私が好きな哲学者 中島義道氏がネット上で人生相談(中島義道の人生相談 悩ましき哉人生)をやっていてこれがなかなか的を得ていて面白いですね。
その中でとある相談に対して以下のように答えていて、納得しました。
~中略~ 以下本文引用
自分の信念を貫きながら、いかなる傷も受けたくないという甘ったれた期待など抱いてはならない。信念はそれが少数派であればあるほど、社会の趨勢に逆行すればするほど、全身傷だらけになる。だからこそ価値があるのです。
「いい人」にムカつきながらも、社会から排斥されると怖いから、適当に社会に同調するにはどうしたらいいのか、という「中途半端」は、(「悪い」というより)私の趣味に合いません。「中途半端」ではないとすると、私がレポート提出前に言ったように、(1)自分の生きにくさをテコにして、いかなる傷を受けてもそれをさらに追求するか、(2)それをさらりとかなぐり捨てて「いい人」で充満する社会に迎合するか――しかないでしょう。
そして、私は(1)のみならず(2)も真剣に求める限り、立派な生き方だと思います。「いい人」になるのがとても簡単な人が「いい人」になっても、何の価値もないのに対して、あなたのようにそれがとても苦手な、いわば「生きにくい」人がその実現に向けて全力を傾けることは、とても価値あることです。
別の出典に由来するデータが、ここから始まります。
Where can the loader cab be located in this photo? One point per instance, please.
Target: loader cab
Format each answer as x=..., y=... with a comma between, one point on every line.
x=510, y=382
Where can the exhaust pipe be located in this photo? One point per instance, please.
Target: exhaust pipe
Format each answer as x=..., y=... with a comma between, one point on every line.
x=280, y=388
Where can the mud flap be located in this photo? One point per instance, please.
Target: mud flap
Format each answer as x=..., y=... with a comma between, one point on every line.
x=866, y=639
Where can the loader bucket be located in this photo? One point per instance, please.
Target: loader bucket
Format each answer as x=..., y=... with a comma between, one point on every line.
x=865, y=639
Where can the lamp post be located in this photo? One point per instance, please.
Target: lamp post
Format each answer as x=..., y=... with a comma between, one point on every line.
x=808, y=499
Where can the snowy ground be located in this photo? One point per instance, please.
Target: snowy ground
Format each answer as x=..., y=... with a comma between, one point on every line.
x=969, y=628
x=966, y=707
誠実にそうした努力を続けているうちに、たぶんあなたのひたむきな態度を見て、同調する仲間ができることでしょう。
~引用終了~
世間でとりわけ仕事という利害関係が渦巻く世界で自分の信念や哲学を貫くことに難しさを感じている人はこの世に多くいることでしょう。
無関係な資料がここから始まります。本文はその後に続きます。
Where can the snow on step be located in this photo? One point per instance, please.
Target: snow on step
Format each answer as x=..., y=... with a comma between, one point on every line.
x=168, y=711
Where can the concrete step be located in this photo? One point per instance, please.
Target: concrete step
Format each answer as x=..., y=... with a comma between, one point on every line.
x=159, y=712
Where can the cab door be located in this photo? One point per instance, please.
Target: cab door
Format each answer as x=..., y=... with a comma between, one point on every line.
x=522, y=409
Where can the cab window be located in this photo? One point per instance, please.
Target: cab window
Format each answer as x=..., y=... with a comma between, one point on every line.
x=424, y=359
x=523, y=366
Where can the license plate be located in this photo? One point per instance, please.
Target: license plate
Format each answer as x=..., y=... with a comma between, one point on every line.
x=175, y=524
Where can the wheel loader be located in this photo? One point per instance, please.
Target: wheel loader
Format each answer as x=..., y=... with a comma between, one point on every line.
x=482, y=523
特に世間にはいい人(一見いい人を演じている人も含む)がうじゃうじゃいてそういう人達と自分の哲学や信念が対立する局面が生じることもよくあります。
そうした場合に、相手の哲学や信念に迎合するのか自分を貫いて徹底的な対立路線をとるのかはとても難しい判断になります。
後者をとると自分の立場が危うくなるような場合は特にそうでしょう。
つまり、自分が相手に迎合していい人を演じれば演じるほど自分の哲学や信念を曲げなければいけなければならず、自分に嘘をつくことになるので悔しいし、哀しいし、納得ができず、わだかまりが残ります。
しかし、その結果として社会的にはいい人という烙印を押され、組織の中で生きやすくなるという利益が得られます。
一方で自分の哲学や信念を貫いた場合、立場が危うくなりますが、自分自身のプライドを守ることができます。
私は、あまりいい人ではありませんが、それなりにいい人に思われたいという気持ちもあります。
でも、常にいい人を演じて自分の哲学や信念を捨て続ける生き方だけは(いくらそれが自分の立場を良くするという意味で利益になろうとも・・)したくないという強い思いもあります。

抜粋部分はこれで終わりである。